Social media has made the pre-law experience both more connected and more competitive. On the positive side, students now have unprecedented access to admissions advice, LSAT resources, law school students, practicing attorneys, and application guidance that would have been difficult to find a decade ago. Information about the admissions process is more accessible than ever. At the same time, social media has, perhaps unhealthily, intensified comparison between pre-law students. Students are constantly exposed to posts highlighting 175+ LSAT scores, perfect GPAs, prestigious internships, scholarship offers, and law school acceptances. Because people naturally share their successes rather than their setbacks, many pre-law students end up comparing their lows to someone else’s highs.
I also think social media has contributed to a culture where productivity is sometimes treated as a measure of personal worth.
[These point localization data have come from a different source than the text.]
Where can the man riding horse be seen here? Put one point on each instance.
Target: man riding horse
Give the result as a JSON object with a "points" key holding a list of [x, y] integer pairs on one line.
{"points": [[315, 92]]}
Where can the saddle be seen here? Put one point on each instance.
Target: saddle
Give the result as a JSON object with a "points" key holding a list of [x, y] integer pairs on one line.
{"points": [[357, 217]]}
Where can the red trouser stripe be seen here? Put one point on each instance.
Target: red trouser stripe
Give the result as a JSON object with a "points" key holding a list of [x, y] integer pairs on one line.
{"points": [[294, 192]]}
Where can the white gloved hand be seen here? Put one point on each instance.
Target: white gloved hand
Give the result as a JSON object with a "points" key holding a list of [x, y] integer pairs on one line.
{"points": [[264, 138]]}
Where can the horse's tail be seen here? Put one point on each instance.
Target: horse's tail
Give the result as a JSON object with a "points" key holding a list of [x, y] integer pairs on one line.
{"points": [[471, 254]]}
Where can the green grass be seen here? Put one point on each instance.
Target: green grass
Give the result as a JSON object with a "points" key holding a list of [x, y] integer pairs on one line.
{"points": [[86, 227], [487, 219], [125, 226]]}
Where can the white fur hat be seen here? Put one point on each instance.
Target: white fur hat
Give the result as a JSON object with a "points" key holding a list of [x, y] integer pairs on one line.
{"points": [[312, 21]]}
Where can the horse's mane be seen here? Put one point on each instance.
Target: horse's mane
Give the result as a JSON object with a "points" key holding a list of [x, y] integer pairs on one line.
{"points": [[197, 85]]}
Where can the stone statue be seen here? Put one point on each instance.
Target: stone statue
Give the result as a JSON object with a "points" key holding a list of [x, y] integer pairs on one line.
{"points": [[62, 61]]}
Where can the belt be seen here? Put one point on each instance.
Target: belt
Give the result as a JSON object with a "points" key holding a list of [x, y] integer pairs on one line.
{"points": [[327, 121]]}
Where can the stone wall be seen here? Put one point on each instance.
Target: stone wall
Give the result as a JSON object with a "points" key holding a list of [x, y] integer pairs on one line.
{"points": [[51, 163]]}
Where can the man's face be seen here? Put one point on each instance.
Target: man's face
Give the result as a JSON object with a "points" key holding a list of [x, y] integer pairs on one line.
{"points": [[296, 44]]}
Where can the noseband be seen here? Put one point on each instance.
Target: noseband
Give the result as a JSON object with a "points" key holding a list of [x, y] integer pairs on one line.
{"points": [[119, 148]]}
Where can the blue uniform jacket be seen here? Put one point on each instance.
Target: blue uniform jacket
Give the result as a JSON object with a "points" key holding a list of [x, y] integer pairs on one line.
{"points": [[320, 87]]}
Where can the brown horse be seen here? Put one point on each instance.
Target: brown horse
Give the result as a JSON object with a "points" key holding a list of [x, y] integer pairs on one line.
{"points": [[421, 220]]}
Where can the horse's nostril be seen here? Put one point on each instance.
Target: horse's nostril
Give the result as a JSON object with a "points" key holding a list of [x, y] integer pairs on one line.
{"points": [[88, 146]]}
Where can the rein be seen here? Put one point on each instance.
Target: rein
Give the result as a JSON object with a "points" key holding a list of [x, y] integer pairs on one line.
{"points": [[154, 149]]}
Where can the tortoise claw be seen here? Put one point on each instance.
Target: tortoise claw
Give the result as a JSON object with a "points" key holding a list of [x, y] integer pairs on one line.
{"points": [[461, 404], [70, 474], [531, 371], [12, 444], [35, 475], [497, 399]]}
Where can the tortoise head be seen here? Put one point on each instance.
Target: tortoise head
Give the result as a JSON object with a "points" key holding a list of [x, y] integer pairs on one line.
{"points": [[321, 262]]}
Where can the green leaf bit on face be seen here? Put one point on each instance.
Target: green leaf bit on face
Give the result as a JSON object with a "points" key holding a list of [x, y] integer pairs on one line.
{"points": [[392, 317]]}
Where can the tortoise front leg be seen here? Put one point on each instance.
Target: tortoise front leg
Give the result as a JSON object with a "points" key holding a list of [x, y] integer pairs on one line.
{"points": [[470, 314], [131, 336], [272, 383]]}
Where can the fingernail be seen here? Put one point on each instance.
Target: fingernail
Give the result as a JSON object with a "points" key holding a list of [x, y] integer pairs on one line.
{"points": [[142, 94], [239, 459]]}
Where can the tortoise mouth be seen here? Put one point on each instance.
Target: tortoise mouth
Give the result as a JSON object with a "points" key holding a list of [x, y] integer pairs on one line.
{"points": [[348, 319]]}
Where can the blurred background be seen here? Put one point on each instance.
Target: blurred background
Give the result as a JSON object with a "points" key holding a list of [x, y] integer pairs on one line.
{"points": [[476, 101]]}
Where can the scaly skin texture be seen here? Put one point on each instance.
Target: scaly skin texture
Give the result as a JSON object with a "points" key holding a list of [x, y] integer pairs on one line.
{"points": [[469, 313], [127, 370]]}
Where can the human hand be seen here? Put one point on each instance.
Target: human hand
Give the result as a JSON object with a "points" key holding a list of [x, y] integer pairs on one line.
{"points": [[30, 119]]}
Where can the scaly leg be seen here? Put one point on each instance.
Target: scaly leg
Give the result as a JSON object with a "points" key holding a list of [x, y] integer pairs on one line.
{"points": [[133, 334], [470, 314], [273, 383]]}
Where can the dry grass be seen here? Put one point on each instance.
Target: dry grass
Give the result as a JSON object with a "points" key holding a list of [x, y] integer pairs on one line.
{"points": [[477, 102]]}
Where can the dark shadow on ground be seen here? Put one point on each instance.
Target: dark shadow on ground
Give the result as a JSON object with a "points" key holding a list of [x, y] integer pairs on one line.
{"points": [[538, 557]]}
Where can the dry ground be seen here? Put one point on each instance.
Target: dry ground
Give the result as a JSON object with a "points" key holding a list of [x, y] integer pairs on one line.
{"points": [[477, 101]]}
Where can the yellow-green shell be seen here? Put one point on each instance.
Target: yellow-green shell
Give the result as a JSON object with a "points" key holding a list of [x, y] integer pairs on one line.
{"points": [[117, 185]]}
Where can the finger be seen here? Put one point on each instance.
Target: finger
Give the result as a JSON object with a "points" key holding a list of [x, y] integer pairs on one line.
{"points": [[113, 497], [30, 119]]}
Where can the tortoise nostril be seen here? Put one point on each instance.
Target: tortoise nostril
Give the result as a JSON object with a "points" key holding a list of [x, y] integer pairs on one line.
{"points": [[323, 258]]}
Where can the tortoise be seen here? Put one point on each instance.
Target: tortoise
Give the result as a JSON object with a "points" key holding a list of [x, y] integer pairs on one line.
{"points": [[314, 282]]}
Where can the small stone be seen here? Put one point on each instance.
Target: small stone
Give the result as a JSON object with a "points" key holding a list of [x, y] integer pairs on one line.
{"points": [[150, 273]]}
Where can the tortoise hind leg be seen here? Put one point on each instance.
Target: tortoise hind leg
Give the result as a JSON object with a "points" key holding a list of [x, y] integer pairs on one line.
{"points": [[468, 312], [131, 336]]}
It’s easy to feel like every hour should be spent studying, networking, building a resume, or preparing for the next stage of the admissions process. Students can begin to view themselves as a collection of metrics rather than as people with broader interests, relationships, and goals, which is typically harmful. Social media can be a valuable tool, but I think the healthiest pre-law students are those who use it for information and community without allowing it to define their sense of self-worth.
For many students, pursuing law school requires making significant financial investments years before they know whether they will be admitted or receive meaningful scholarship support. These include undergraduate tuition, LSAT prep, admissions fees, and everything in between. I also wish more people talked about how these costs can shape who ultimately enters the legal profession. The pathway to law school often assumes that students have the financial flexibility to dedicate time to unpaid internships, expensive test preparation resources, and a lengthy application process. While there are fee waivers and financial aid programs available, affordability remains a significant challenge for many aspiring lawyers.
As a result, financial considerations can influence everything from where students apply to whether they apply at all. Too often, discussions about law school focus on admissions statistics and career outcomes without acknowledging that the cost of becoming a competitive applicant can itself be a substantial barrier. Expanding access to legal education requires addressing the cost of law school in conjunction with the financial hurdles students face before they ever submit an application.
Juris Education is proud to interview student leaders like Dylan Herink to share valuable insights on balancing academics, legal experience, burnout, social media pressures, and the financial realities of pursuing a career in law.